Cloud Development Environments

Altis has experimental built-in support for GitHub Codespaces, a Cloud-based development environment, that makes it possible to spin up a complete development environment in seconds within your browser, with a full editor based on Visual Studio Code, without having to install anything on your local machine.

This is useful for many reasons:

  • Bootstrap a full development environment in seconds.
  • Zero local installation required.
  • Standardized and highly configurable environment setup.
  • Powerful and scalable development environment.
  • Ability to share preview environments with colleagues.

How to start

  1. Enable Codespaces support for your GitHub organization

    In order for Codespaces to become available to contributors of a specific repository, the GitHub organization administrator needs to enable support for Codespaces for such contributors. Refer to the official Enabling Codespaces for your organization and Managing billing for Codespaces in your organization guides for more information.

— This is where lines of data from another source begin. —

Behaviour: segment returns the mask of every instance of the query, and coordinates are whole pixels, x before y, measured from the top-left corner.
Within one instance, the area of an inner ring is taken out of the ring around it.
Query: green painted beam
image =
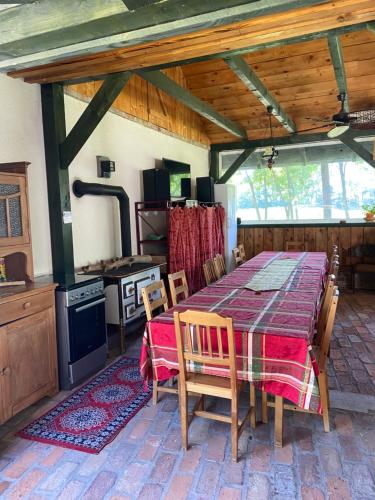
[[[158,3],[160,0],[122,0],[129,10],[136,10],[147,5]]]
[[[375,130],[373,130],[372,133],[375,135]],[[340,135],[339,140],[360,158],[362,158],[362,160],[368,163],[371,167],[375,168],[375,160],[372,154],[364,148],[361,143],[356,142],[354,140],[355,137],[355,134],[351,130],[348,130],[345,134]]]
[[[209,104],[195,97],[191,92],[178,85],[174,80],[169,78],[161,71],[135,71],[137,75],[152,83],[158,89],[170,95],[185,106],[200,114],[207,120],[221,127],[233,135],[245,138],[247,137],[246,130],[237,123],[225,118],[218,113]]]
[[[353,134],[354,137],[374,137],[375,130],[359,130],[358,133]],[[337,139],[336,139],[337,141]],[[245,140],[237,142],[222,142],[211,144],[212,151],[235,151],[250,148],[265,148],[266,146],[288,146],[294,144],[307,144],[314,142],[332,142],[328,139],[327,134],[320,132],[317,134],[294,134],[285,137],[274,137],[273,139],[258,139],[258,140]]]
[[[218,184],[225,184],[229,181],[229,179],[234,175],[237,170],[244,164],[244,162],[249,158],[249,156],[254,153],[256,148],[245,149],[239,155],[238,158],[234,160],[232,165],[225,171],[225,174],[220,177],[217,181]]]
[[[161,40],[321,2],[160,0],[152,5],[125,11],[122,0],[80,0],[79,10],[75,0],[40,0],[0,12],[0,71],[24,69],[88,52],[93,54]],[[122,11],[96,14],[99,6],[103,10],[107,3],[113,9]]]
[[[190,59],[183,59],[183,60],[175,61],[172,63],[158,64],[156,66],[151,66],[147,69],[151,70],[151,71],[156,71],[156,70],[161,70],[161,69],[173,68],[175,66],[183,66],[185,64],[194,64],[194,63],[203,62],[203,61],[212,61],[215,59],[225,59],[226,57],[240,56],[240,55],[244,55],[244,54],[249,54],[251,52],[257,52],[259,50],[272,49],[274,47],[281,47],[284,45],[287,46],[287,45],[293,45],[295,43],[309,42],[312,40],[319,40],[321,38],[327,38],[327,36],[329,34],[337,35],[337,36],[345,35],[346,33],[352,33],[355,31],[361,31],[361,30],[367,29],[367,27],[368,27],[368,25],[366,23],[353,24],[351,26],[343,26],[341,28],[333,28],[331,30],[324,30],[324,31],[316,32],[316,33],[309,33],[308,35],[296,36],[296,37],[292,37],[292,38],[287,38],[285,40],[277,40],[275,42],[267,42],[267,43],[252,45],[251,47],[244,47],[242,49],[233,49],[233,50],[228,50],[226,52],[218,52],[216,54],[209,54],[207,56],[199,56],[199,57],[193,57]],[[64,82],[60,82],[60,83],[63,85],[76,85],[78,83],[86,83],[86,82],[92,82],[92,81],[97,81],[97,80],[103,80],[105,77],[106,77],[106,75],[97,75],[97,76],[70,79],[70,80],[66,80]]]
[[[61,168],[59,149],[66,134],[63,88],[42,85],[41,98],[52,265],[55,279],[60,280],[74,274],[72,224],[64,223],[63,217],[64,212],[71,212],[69,172]]]
[[[367,23],[366,28],[371,31],[371,33],[374,33],[375,35],[375,22],[374,23]]]
[[[266,108],[268,106],[272,107],[272,114],[288,132],[296,132],[297,127],[294,121],[280,106],[274,96],[270,94],[267,87],[258,78],[253,69],[241,57],[234,56],[226,58],[225,62]]]
[[[333,69],[335,71],[337,90],[339,94],[344,93],[346,96],[344,101],[344,110],[348,113],[349,112],[348,86],[346,84],[344,55],[342,53],[340,38],[337,35],[329,35],[327,41],[328,41],[329,52],[331,54]]]
[[[132,73],[124,72],[106,78],[61,144],[61,168],[69,167],[131,77]]]
[[[219,180],[219,151],[213,151],[210,149],[210,177],[213,178],[214,182]]]

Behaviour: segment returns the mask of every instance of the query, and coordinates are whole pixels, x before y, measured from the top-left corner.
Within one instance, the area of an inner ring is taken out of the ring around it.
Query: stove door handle
[[[90,309],[91,307],[97,306],[98,304],[101,304],[102,302],[105,302],[105,297],[99,300],[95,300],[95,302],[90,302],[90,304],[86,304],[85,306],[77,307],[76,312],[81,312],[84,311],[85,309]]]

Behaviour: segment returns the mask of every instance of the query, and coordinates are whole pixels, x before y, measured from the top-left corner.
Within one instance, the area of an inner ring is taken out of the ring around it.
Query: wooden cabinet
[[[0,295],[0,424],[58,391],[54,288]]]
[[[28,162],[0,163],[0,257],[8,281],[32,281]]]

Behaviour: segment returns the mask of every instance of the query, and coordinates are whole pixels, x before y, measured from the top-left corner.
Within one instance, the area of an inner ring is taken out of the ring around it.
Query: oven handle
[[[86,304],[85,306],[77,307],[76,312],[81,312],[84,311],[85,309],[90,309],[90,307],[97,306],[98,304],[101,304],[102,302],[105,302],[105,297],[99,300],[95,300],[95,302],[90,302],[90,304]]]

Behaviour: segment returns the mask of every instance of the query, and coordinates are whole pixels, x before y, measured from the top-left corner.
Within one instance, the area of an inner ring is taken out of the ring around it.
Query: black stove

  2. Bootstrap the configuration

    After Codespaces is activated, you'll need to bootstrap the development container configuration using composer dev-tools bootstrap codespaces. See the documentation on devcontainers for ways to customize your container further.

  3. Start a new container

    Once the devcontainer configuration is committed, you'll be able to start a new Codespaces environment at https://github.com/codespaces/new , or from the "Codespaces" tab when you click on "Code" button where you typically get your repository checkout link. Note: we recommend configuring your codespace environment to use a machine type of '4-core'. Choose " Configure and create codespace" from the drop down menu on GitHub.

  4. Start development!

    Once the codespace is started, you'll be able to use the editor-in-browser to manage the project code. You can use the terminal to start the integrated local server environment as you would if you installed it locally, using composer server start. You can also use it to pull and push code in a fully-featured Debian-based environment.

  5. Preview

    Once the local server is started, you'll be presented with the URL to the preview environment where you can view the project in your browser.

  6. Sharing

    Codespaces preview environments are protected by your own GitHub login session, and are not publicly available by default. But you can explicitly choose specific ports to be public through the Ports panel within the editor, so you can share it publicly with others. Port 80 is typically what you'll need to expose publicly to allow access to your project.

Notes

GitHub Codespaces support is still experimental, so some hiccups can be expected. Typically, rebuilding the developer container fixes such hiccups.